CBS's 'Madam Secretary' Lectures Us on 'Fake News'

Let me start out by giving some words of advice to CBS’s Madam Secretary: We get it! You’re mad Hillary lost, and you think creating a “fake news” scapegoat will make you feel better. We’ve seen it happen in the real world, so we don’t need to see it on scripted TV more than ten months later. Pretending it’s still relevant honestly only makes you look worse than you already do.

In the October 8 season premiere “News Cycle,” Secretary of State Elizabeth McCord (Téa Leoni) becomes caught up in a “fake news” story when an assistant vice minister of a small country drops dead during a meeting with her. Within a day, anonymous sources propagate the theory that she, in fact, killed the man, quickly turning the public and even an Arizona senator against her. Fortunately, this is a clearly biased network television series (on a channel with clearly biased network news), so she has the chance to lecture viewers on the dangers of “fake” information.

 

 

Marty Hawk: Care to comment?

Elizabeth: I... I wouldn't know where to begin.

Marty Hawk: Senator Morejon says it doesn't...

Elizabeth: But maybe with the fact that this is obvious crackpot theorizing, which quite possibly is the work of a disinformation campaign by a foreign power.

Marty Hawk: You mean, say, China...

Elizabeth: What Senator Morejon is doing by legitimizing this baseless story-- it's not just immoral and unethical. It undermines the stability of democratic government.

Marty Hawk: That's an overstatement.

Elizabeth: Reliable information is the bedrock of any institution, be it science, government or private enterprise.

Marty Hawk: Of course. If citizens can't tell the difference between fact and fiction, then the entire project of civilization turns to dust.

Marty Hawk: Yeah, not to put too fine a point on it.

Elizabeth: You find this amusing, Marty?

Marty Hawk: Hey, no, not at all, but it is no secret that Senator Morejon is no fan of yours, or President Dalton, so he is entirely...
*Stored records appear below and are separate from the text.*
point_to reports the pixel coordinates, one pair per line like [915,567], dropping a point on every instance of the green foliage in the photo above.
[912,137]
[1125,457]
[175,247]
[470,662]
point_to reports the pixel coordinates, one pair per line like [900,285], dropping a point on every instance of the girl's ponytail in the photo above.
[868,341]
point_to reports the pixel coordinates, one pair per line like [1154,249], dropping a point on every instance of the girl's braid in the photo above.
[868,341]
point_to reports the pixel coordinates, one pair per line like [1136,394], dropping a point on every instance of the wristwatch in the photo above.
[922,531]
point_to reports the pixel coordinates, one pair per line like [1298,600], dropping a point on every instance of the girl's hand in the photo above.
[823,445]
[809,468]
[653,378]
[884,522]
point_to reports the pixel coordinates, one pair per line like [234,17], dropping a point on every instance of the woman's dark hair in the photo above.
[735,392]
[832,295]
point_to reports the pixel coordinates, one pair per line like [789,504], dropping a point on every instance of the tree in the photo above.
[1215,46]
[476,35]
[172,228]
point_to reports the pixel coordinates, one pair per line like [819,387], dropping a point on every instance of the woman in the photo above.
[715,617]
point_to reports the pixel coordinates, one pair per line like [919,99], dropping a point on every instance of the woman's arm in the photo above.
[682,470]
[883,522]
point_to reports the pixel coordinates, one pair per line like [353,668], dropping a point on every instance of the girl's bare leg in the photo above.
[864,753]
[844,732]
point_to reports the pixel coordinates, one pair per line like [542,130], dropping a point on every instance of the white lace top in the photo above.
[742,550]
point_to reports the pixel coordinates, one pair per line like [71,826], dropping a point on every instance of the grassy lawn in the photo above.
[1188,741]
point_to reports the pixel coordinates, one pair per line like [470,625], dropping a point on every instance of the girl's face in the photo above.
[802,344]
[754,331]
Elizabeth: So as an elected member of Congress, he's within his right to do whatever he can to block the executive agenda.

Marty Hawk: Absolutely.

Elizabeth: But by bringing legitimacy to a ridiculous murder claim against me, he's using the tactics not just of dirty politics but of warfare.

Marty Hawk: I don't think so.

Elizabeth: Because it's dictatorial. It's autocratic. And it's un-American.

Marty Hawk: I think the senator would say he's just trying...

Elizabeth: Furthermore, a mainstream media outlet ought to have a better understanding of its responsibility to the public, and refuse to signal-boost these kinds of outright lies.

Marty Hawk: You are in no...

Elizabeth: Really. You ought to know better.

It’s times like these that remind me how dumb the media elite really think the public is. In real life, they’d much rather believe that a shadowy foreign power convinced sixty million people to vote for Donald Trump just by posting bad press on the Internet than admit they followed a bad candidate. On Madam Secretary, they’d sooner show that nearly one in four Americans would readily believe the Secretary of State to be a murderer just because they read an article title. It’s no wonder the liberals keep trying to limit free speech if they think we’re one “Hillary Clinton Secretly From Mars” story from anarchy.

On the bright side, Elizabeth and her staff at least acknowledge the only way to fight “fake news” is with the truth rather than squashing freedom of the press. Eventually, they discover the fake news came from a foreign drug cartel hoping to draw attention away from the diplomat’s drug-induced murder. The episode ends on a solemn note as Elizabeth remarks, “How fast everybody jumped aboard that train” and bemoans how fake news can “convince them to lose faith in their government officials.”

Give me a break. First of all, the people don’t need "fake news" to lose faith in government officials when government officials do that better on their own for real. Second of all, if you’re going to do a commentary on “fake news,” don't portray the single craziest conspiracy theory as the standard for "fake news" - there's a big difference between having your emails hacked and being accused of murdering a man. Even we common people have standards. Finally, when the information you’re fighting includes news of DNC collusion to squash Bernie Sanders’ campaign, clear biased support from Facebook officials, and a group of paid anonymous trolls, it may be time to reassess your definition of “fake.”

Will the show take my advice? No, but, hey, by all means, keep giving long-winded and preachy speeches about false information set to inspiring background music. Keep calling dissenting press "warfare" and "dictatorial" and "un-American." It worked wonders in 2016 ... for the Republican Party.